The firm’s highest=paid employee last year was its 36-year-old head of private equity, David Layton, who took home more than SFr4.8 million. His income surpassed the firm’s co-chief executives Andre Frei and Christoph Rubeli, who were paid just under SFr4 million, SFr3 million less than the previous year. Layton, who is based in the firm’s Denver headquarters, became sole head of private equity last year, after Stephan Schäli became chief investment officer.

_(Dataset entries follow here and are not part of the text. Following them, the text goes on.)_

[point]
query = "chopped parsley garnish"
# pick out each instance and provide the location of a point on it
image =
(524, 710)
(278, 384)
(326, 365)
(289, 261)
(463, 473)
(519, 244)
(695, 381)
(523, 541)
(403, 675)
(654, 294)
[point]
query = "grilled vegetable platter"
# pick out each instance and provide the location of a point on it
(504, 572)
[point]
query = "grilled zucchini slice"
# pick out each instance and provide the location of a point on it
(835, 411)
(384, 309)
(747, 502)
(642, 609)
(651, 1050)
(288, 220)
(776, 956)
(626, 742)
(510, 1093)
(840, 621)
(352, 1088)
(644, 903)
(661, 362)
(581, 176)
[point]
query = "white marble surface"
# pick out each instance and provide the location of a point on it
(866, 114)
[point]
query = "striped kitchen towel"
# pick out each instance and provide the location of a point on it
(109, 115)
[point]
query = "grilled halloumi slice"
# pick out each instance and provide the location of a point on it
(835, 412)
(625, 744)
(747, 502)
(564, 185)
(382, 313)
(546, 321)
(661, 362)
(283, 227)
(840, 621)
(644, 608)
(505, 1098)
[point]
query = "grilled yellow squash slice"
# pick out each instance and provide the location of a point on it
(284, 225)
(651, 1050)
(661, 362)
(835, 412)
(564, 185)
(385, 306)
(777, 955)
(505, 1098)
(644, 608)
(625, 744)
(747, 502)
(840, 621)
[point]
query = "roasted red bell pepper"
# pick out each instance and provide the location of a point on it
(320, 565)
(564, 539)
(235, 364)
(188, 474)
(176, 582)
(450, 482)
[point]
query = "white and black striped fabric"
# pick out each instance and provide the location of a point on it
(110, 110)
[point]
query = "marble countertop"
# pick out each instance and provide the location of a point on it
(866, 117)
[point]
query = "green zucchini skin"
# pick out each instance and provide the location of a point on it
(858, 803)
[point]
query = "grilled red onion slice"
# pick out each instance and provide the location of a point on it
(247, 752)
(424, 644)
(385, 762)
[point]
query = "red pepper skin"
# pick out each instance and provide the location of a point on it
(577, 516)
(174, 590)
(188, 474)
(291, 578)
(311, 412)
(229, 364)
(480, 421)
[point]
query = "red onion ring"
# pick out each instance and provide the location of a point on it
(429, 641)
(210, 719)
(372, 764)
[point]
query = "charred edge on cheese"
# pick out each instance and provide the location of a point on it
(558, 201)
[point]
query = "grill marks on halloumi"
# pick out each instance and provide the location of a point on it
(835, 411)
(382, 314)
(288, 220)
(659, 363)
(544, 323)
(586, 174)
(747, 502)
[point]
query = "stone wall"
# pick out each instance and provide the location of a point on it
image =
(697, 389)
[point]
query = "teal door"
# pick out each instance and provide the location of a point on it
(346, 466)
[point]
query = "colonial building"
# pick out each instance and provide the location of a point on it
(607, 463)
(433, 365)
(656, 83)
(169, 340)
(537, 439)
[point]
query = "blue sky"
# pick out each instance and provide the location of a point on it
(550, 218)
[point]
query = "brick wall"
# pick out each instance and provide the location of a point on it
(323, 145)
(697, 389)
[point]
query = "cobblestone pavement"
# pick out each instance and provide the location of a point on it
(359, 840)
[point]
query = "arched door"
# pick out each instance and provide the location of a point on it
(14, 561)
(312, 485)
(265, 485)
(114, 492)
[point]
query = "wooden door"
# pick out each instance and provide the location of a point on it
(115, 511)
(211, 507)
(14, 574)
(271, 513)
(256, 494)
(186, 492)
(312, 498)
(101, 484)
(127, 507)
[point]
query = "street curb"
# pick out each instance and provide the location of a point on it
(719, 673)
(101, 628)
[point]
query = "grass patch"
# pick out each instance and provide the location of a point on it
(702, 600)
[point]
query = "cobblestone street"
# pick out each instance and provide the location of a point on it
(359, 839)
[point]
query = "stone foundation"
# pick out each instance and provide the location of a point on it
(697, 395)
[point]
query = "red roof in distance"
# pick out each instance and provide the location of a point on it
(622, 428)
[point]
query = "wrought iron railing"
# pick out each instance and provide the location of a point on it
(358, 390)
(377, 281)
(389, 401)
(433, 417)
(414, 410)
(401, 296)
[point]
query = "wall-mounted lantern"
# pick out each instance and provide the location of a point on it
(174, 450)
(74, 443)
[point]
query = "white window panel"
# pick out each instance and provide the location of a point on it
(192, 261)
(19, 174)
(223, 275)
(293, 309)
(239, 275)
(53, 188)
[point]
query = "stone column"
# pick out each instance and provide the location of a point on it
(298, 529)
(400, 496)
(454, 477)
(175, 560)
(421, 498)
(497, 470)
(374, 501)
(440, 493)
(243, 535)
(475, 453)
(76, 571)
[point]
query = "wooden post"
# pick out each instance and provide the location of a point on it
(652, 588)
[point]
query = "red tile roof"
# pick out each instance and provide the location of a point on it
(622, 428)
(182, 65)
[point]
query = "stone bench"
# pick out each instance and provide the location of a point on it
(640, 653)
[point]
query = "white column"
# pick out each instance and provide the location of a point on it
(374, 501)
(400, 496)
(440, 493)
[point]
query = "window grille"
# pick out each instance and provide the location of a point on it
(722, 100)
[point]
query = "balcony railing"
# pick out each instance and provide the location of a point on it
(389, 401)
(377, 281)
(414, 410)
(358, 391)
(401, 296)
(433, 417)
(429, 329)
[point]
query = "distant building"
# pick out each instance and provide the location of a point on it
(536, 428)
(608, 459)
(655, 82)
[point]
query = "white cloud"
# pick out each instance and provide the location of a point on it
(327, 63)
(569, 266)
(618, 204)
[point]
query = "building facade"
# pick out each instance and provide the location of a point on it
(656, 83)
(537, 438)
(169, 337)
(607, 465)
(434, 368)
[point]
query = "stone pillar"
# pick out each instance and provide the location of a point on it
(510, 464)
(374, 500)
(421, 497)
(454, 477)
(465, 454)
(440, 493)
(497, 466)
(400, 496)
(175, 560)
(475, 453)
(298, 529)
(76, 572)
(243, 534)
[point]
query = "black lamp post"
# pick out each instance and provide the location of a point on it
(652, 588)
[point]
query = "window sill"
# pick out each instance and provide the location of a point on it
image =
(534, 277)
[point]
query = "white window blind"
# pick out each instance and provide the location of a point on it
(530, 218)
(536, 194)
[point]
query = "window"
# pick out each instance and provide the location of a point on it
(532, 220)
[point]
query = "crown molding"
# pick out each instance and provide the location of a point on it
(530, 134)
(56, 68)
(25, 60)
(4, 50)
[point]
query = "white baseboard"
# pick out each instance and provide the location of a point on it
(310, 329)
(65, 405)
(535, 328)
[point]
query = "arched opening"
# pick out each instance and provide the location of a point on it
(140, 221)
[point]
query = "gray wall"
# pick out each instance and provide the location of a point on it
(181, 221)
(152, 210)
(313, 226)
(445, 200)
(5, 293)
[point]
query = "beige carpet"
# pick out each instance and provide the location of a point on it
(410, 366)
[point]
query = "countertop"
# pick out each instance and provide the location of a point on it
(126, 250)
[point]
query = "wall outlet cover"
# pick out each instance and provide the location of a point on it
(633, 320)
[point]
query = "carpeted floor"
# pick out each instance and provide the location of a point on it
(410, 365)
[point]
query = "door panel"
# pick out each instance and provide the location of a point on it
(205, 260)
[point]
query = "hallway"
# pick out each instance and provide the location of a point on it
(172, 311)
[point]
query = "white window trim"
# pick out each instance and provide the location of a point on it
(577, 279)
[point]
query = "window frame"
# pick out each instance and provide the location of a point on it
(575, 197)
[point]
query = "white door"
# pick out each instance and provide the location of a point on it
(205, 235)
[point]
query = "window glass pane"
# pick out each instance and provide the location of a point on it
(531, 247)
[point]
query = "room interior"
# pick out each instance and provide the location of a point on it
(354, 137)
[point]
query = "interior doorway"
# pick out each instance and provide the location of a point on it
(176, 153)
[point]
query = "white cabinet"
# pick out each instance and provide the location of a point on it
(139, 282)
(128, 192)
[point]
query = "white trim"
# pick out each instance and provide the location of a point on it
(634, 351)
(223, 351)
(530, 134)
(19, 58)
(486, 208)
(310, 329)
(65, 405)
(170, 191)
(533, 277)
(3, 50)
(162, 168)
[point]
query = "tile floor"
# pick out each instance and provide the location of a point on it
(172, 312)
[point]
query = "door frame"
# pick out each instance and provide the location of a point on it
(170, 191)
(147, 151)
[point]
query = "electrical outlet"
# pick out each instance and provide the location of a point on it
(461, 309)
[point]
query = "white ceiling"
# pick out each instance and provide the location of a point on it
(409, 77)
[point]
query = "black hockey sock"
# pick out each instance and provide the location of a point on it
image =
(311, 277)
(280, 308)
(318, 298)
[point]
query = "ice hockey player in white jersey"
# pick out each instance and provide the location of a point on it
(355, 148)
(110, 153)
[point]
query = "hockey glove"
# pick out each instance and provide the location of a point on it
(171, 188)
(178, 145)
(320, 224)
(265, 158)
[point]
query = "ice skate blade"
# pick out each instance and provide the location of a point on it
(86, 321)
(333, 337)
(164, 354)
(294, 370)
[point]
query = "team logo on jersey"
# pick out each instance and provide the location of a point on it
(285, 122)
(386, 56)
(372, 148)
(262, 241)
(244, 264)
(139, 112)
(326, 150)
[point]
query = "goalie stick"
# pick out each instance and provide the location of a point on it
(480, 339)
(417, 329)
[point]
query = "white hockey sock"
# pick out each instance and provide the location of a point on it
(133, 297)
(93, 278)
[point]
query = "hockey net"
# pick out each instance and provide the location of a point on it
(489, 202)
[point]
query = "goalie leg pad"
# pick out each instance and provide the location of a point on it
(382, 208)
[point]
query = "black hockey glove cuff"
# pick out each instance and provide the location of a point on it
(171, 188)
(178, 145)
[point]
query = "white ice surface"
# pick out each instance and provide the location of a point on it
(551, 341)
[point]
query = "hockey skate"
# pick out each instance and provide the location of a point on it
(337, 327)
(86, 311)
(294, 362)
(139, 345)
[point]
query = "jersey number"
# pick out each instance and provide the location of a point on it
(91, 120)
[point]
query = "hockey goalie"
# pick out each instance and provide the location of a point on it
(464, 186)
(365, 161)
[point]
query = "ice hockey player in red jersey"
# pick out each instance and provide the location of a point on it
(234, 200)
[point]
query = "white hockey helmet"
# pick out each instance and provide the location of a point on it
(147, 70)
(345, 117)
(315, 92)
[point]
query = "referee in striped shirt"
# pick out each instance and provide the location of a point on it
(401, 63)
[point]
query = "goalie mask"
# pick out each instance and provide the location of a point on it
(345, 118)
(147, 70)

The firm also outlined a shift in the compensation structure for its seven-strong executive committee, which includes Frei, Rubeli and Layton. This group will no longer benefit from the ‘Management Carry Plan’, which sees a portion of the firm’s potential future performance fees from investments ‘pre-allocated’ to investment professionals. Instead, this group will see a portion of their remuneration tied to a new ‘Management Performance Plan’ which consists of an option-like component focused on the firm’s share performance, and a performance fee component dependent on value being created in the underlying investments.
A spokeswoman for the firm said that achieving one component but not the other will result in no payout and the change is intended to ensure strong alignment between management and investors.
The firm says that while it expects management fees to continue to grow alongside assets under management in the coming year, it expects lower late management fees – those paid by late-coming investors to a fund – and believes that the growth seen last year will not be repeated.
Last year the firm merged its primary and secondaries teams to enable it to be more of a one-stop-shop for investors.